Accolto per la prima volta in un dizionario politico, «femminicidio» non è un lemma da consumare nelle battaglie di retroguardia. Qualche giorno fa Sara Ficocelli, nell’inserto femminile di Repubblica, guardava con un certo ottimismo all’offerta televisiva italiana del 2012, passando in rassegna i numerosi programmi che hanno a tema la violenza sulle donne.
A dirla tutta, l’affresco mediatico non ci convince del tutto. Dal mainstream delle donne-figuranti al romanzo popolare delle vittime dell’amore molesto, il passaggio è breve. Insomma, si rischia il salto mortale da uno stereotipo all’altro. Questo accade perché ancora si procede, nel pensiero e nel linguaggio comune, a due velocità. Alla libertà delle donne non è infatti finora corrisposta un’adeguata consapevolezza maschile; se non, appunto, in forma di reazione violenta o di falsa coscienza.

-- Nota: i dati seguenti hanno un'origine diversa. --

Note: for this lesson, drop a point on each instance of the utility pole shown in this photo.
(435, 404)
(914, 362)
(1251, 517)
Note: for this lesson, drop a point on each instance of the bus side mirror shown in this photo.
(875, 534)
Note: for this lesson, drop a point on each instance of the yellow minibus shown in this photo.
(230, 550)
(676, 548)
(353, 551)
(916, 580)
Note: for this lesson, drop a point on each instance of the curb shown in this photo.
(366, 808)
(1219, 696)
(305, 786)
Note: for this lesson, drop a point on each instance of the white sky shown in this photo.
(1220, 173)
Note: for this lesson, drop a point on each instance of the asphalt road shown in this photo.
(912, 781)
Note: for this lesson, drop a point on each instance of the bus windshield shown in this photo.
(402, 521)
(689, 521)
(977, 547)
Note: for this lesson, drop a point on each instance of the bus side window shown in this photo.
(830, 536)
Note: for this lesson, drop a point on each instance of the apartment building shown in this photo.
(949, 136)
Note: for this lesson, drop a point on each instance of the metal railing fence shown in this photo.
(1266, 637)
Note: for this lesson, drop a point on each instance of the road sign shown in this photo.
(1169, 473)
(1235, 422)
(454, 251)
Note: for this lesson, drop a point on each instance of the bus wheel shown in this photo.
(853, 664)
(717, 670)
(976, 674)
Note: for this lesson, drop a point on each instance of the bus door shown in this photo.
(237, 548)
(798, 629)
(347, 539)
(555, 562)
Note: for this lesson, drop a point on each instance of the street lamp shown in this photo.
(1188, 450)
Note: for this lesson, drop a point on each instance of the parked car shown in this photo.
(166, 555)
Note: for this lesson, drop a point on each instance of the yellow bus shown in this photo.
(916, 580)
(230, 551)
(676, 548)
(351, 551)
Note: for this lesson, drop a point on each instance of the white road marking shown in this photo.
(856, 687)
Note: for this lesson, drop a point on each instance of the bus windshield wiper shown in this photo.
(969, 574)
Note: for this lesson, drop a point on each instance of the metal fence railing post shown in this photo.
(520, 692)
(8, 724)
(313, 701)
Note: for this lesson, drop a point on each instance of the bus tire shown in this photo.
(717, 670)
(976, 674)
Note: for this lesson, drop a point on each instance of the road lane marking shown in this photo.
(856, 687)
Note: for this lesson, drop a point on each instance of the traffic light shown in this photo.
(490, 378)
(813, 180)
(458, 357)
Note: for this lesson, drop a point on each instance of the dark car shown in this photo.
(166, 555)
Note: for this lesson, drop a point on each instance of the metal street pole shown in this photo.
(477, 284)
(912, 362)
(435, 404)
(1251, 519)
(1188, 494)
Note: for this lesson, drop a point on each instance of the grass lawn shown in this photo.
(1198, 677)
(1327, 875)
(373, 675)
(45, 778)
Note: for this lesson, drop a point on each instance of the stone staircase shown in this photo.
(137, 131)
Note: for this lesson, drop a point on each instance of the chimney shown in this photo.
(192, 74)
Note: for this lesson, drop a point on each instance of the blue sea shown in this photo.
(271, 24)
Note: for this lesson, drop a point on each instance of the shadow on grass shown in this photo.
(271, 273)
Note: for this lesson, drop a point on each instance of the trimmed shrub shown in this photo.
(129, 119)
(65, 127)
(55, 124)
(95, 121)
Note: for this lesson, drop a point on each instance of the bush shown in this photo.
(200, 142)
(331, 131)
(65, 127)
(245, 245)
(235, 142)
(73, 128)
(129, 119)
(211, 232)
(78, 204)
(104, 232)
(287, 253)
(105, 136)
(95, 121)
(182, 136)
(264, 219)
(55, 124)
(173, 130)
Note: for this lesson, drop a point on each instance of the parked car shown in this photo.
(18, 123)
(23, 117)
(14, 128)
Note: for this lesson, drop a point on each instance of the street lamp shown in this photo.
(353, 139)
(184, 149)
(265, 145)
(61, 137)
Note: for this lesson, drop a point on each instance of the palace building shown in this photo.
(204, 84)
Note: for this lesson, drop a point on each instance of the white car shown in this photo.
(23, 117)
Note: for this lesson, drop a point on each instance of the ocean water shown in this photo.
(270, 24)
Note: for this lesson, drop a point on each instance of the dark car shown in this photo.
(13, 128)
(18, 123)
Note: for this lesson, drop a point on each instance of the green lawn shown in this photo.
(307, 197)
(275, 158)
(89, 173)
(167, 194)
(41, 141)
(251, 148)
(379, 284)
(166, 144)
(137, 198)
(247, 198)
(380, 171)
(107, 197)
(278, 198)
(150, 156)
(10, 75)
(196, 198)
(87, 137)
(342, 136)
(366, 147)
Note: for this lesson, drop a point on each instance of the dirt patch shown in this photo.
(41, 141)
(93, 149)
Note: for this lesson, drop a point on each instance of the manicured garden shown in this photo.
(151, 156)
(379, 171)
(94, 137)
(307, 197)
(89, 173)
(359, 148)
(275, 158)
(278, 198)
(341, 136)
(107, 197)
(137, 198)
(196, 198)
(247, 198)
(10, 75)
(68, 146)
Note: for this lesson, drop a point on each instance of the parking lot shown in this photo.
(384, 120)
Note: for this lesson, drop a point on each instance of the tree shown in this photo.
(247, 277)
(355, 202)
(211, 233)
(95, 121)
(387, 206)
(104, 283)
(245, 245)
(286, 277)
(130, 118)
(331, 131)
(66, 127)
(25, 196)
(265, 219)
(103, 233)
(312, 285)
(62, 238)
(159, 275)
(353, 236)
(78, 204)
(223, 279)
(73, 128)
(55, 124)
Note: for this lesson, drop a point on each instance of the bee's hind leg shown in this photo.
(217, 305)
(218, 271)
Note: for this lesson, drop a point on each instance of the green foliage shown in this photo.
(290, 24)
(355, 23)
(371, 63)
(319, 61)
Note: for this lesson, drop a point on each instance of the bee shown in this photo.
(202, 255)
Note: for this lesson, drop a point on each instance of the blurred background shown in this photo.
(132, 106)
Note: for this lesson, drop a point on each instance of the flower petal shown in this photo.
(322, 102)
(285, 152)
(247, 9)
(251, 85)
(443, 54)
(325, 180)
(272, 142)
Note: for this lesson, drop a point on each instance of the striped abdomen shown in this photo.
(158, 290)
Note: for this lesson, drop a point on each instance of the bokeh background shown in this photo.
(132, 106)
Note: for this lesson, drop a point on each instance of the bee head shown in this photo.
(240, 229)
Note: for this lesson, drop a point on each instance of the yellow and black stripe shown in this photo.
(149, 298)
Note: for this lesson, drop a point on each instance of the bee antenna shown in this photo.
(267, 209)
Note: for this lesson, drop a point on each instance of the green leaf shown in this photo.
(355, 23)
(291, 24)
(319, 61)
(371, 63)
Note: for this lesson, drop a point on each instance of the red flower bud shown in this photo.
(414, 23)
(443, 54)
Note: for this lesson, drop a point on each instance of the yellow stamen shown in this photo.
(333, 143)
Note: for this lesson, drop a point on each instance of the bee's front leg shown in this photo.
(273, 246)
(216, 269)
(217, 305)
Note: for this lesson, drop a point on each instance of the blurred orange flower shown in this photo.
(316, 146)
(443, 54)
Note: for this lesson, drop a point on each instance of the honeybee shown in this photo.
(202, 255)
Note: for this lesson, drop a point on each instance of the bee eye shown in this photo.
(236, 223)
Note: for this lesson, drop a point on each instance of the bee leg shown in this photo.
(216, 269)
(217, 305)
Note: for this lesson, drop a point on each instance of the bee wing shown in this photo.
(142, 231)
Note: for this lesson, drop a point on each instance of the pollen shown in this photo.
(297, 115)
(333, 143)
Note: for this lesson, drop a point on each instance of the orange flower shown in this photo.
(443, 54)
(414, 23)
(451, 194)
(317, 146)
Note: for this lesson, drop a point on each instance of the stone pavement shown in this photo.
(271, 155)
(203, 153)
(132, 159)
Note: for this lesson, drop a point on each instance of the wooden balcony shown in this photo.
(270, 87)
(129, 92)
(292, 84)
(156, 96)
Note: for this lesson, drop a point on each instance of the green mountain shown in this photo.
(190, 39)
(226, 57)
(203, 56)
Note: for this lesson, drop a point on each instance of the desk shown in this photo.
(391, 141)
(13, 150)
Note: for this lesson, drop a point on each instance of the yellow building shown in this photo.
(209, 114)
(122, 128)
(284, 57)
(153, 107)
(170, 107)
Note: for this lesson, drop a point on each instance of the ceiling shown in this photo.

Non ci si salva l’anima spostando la questione dal rude paternalismo alla salvifica protezione delle sorelle e delle madri della Nazione. La retorica del passaggio dal «possesso» alla «tutela» è stata già ampiamente consumata. Siamo oltre. Per questo è necessario intenderci sul significato delle parole. Per chi non se ne fosse ancora accorto: le donne stanno scrivendo il nuovo vocabolario politico del presente.